- Theatrical release poster
- Directed by: Francis Searle
- Written by: St. John Legh Clowes
- Based on: The Poltergeist by Frank Harvey
- Produced by: James A. Carter St. John Legh Clowes
- Starring: Gordon Harker Alfred Drayton Robertson Hare Garry Marsh
- Cinematography: Leslie Rowson
- Edited by: David Hawkins
- Music by: George Melachrino
- Production company: Tudor-Alliance
- Distributed by: Renown Pictures
- Release date: 3 November 1948 (London);
- Running time: 79 minutes
- Country: United Kingdom
- Language: English
- Budget: £78,000

= Things Happen at Night =

Things Happen at Night is a 1948 British supernatural comedy horror film directed by Francis Searle and starring Gordon Harker, Alfred Drayton, Robertson Hare and Garry Marsh. It was written by St. John Legh Clowes based on the 1946 stage play The Poltergeist by Frank Harvey. Despite the film's comparatively large budget it ended up being released as a second feature.

In an English country house a poltergeist causes mayhem and ghost-hunters are brought in.

== Plot summary ==
An English country house is plagued by a poltergeist who destroys things in the home, rearranges pictures on the wall, and possesses the daughter of the owner causing her to be expelled from school.
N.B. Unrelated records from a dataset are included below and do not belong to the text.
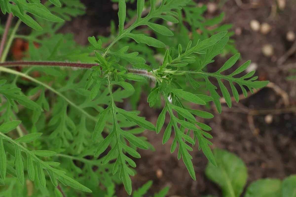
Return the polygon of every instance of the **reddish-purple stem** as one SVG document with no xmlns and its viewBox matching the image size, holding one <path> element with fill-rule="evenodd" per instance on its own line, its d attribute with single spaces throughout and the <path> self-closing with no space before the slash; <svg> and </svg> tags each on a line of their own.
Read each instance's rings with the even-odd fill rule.
<svg viewBox="0 0 296 197">
<path fill-rule="evenodd" d="M 5 45 L 5 43 L 6 42 L 6 38 L 7 38 L 7 35 L 8 34 L 8 31 L 10 27 L 11 21 L 12 20 L 12 13 L 10 12 L 9 14 L 9 15 L 8 15 L 8 17 L 7 19 L 7 21 L 6 21 L 6 24 L 5 25 L 4 33 L 2 37 L 1 44 L 0 44 L 0 58 L 1 58 L 2 56 L 2 53 L 4 50 L 4 46 Z"/>
</svg>

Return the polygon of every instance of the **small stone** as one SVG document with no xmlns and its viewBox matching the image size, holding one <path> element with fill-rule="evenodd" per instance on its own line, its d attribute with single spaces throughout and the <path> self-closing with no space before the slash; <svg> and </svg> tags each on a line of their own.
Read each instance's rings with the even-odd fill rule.
<svg viewBox="0 0 296 197">
<path fill-rule="evenodd" d="M 262 48 L 262 52 L 266 57 L 271 57 L 274 54 L 274 47 L 271 44 L 265 45 Z"/>
<path fill-rule="evenodd" d="M 258 32 L 260 29 L 260 23 L 257 20 L 252 20 L 250 22 L 250 26 L 252 30 L 255 32 Z"/>
<path fill-rule="evenodd" d="M 263 34 L 267 34 L 269 32 L 271 29 L 271 27 L 268 23 L 266 22 L 263 23 L 261 25 L 261 28 L 260 31 Z"/>
<path fill-rule="evenodd" d="M 246 69 L 246 71 L 247 72 L 250 72 L 253 71 L 255 71 L 258 67 L 258 65 L 255 62 L 252 62 L 250 64 L 250 65 L 249 66 L 247 69 Z"/>
<path fill-rule="evenodd" d="M 272 122 L 272 121 L 274 119 L 274 117 L 272 115 L 268 114 L 265 116 L 264 119 L 266 123 L 269 124 Z"/>
<path fill-rule="evenodd" d="M 277 2 L 279 8 L 282 10 L 284 10 L 286 7 L 286 0 L 277 0 Z"/>
<path fill-rule="evenodd" d="M 242 34 L 242 28 L 240 27 L 237 27 L 235 29 L 235 35 L 240 35 Z"/>
<path fill-rule="evenodd" d="M 207 4 L 207 8 L 209 13 L 213 14 L 217 10 L 217 5 L 212 2 L 209 2 Z"/>
<path fill-rule="evenodd" d="M 163 170 L 159 168 L 156 170 L 156 177 L 158 178 L 161 178 L 163 174 Z"/>
<path fill-rule="evenodd" d="M 286 38 L 288 41 L 292 42 L 295 40 L 295 33 L 292 31 L 289 31 L 287 33 Z"/>
</svg>

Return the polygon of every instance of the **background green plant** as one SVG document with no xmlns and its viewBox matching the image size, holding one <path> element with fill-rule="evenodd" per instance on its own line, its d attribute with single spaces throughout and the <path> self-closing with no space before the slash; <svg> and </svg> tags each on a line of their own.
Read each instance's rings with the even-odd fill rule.
<svg viewBox="0 0 296 197">
<path fill-rule="evenodd" d="M 189 151 L 196 143 L 213 165 L 216 162 L 209 147 L 211 129 L 197 121 L 195 116 L 213 116 L 191 109 L 189 103 L 205 105 L 213 101 L 221 113 L 220 96 L 212 78 L 218 80 L 229 107 L 225 82 L 237 102 L 237 87 L 246 96 L 246 89 L 253 92 L 268 83 L 256 81 L 254 71 L 237 76 L 250 61 L 231 74 L 223 74 L 239 57 L 229 43 L 232 33 L 223 31 L 231 26 L 207 30 L 221 21 L 223 14 L 206 20 L 202 16 L 205 7 L 189 0 L 139 0 L 137 10 L 127 12 L 125 1 L 120 0 L 118 29 L 112 23 L 110 37 L 90 37 L 88 48 L 76 43 L 72 34 L 57 33 L 64 20 L 84 13 L 79 1 L 52 0 L 44 4 L 33 0 L 13 1 L 15 5 L 0 1 L 4 13 L 12 12 L 19 18 L 9 32 L 0 59 L 0 183 L 5 185 L 1 192 L 6 196 L 29 192 L 36 196 L 61 196 L 61 192 L 87 196 L 91 192 L 94 196 L 112 196 L 115 185 L 121 183 L 131 195 L 130 176 L 136 172 L 131 167 L 136 165 L 129 156 L 140 157 L 139 148 L 154 149 L 139 134 L 145 129 L 159 133 L 167 112 L 170 120 L 163 143 L 174 134 L 171 152 L 178 150 L 178 158 L 182 157 L 195 180 Z M 21 21 L 33 28 L 28 35 L 17 34 Z M 196 32 L 197 28 L 203 30 L 201 34 Z M 25 59 L 29 61 L 5 62 L 17 38 L 29 42 Z M 207 71 L 215 56 L 228 52 L 234 55 L 220 69 Z M 21 72 L 7 67 L 18 65 L 28 66 Z M 36 71 L 40 76 L 31 76 Z M 122 103 L 129 98 L 135 109 L 142 87 L 149 93 L 150 106 L 163 108 L 156 126 L 139 116 L 140 112 L 124 109 Z M 25 181 L 27 187 L 23 186 Z M 147 184 L 144 190 L 151 185 Z M 163 196 L 167 191 L 155 196 Z"/>
<path fill-rule="evenodd" d="M 213 152 L 217 167 L 209 162 L 206 168 L 206 175 L 219 185 L 223 197 L 241 196 L 246 186 L 248 175 L 243 161 L 226 150 L 216 149 Z M 290 197 L 295 196 L 295 191 L 296 175 L 294 175 L 282 181 L 269 178 L 255 181 L 247 188 L 244 196 Z"/>
</svg>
A psychic ghost breaker and an insurance agent help the homeowners battle and expel the spirit.

== Cast ==
- Gordon Harker as Joe Harris
- Alfred Drayton as Wilfred Prescott
- Robertson Hare as Vincent Ebury
- Gwynneth Vaughan as Audrey Prescott
- Olga Lindo as Hilda Prescott
- Garry Marsh as Spenser
- Wylie Watson as Watson, the butler
- Joan Young as Mrs. Venning, the cook
- Beatrice Campbell as Joyce Prescott
- Grace Denbigh Russell as Miss Hancock
- Judith Warden as Mrs. Fortescue
- June Elvin as Mabel Minter
- Knox Crichton as Nobby Ebury
- Eric Micklewood as Robert Ebury
- Charles Doe as Bill
- Michael Callin as Mac
- George Bryden as Freddie Simpson
- Marilyn Williams as singer
- Peter Reynolds
- Patricia Owens

==Production==
It was shot at Twickenham Studios.

==Reception==
The Monthly Film Bulletin wrote: "This film may possibly achieve some measure of success due entirely to the well-established reputations of its three stars. Although the story has definite possibilities its treatment renders it lamentably un-funny. The pace is too slow, the gags feeble and obvious, whilst the whole production suggests a not very expertly photographed play taking place on the stage, rather than something devised and produced solely for the medium of the screen. Joan Young, as a housekeeper, and Gwyneth Vaughan, as Audrey, act everyone else 'off the stage'."

Kine Weekly wrote: "The first reels are on the slow side, but immediately the co-comedians set to work to lay the ghost, or rather give it a dose of its own medicine, things buck up tremendously."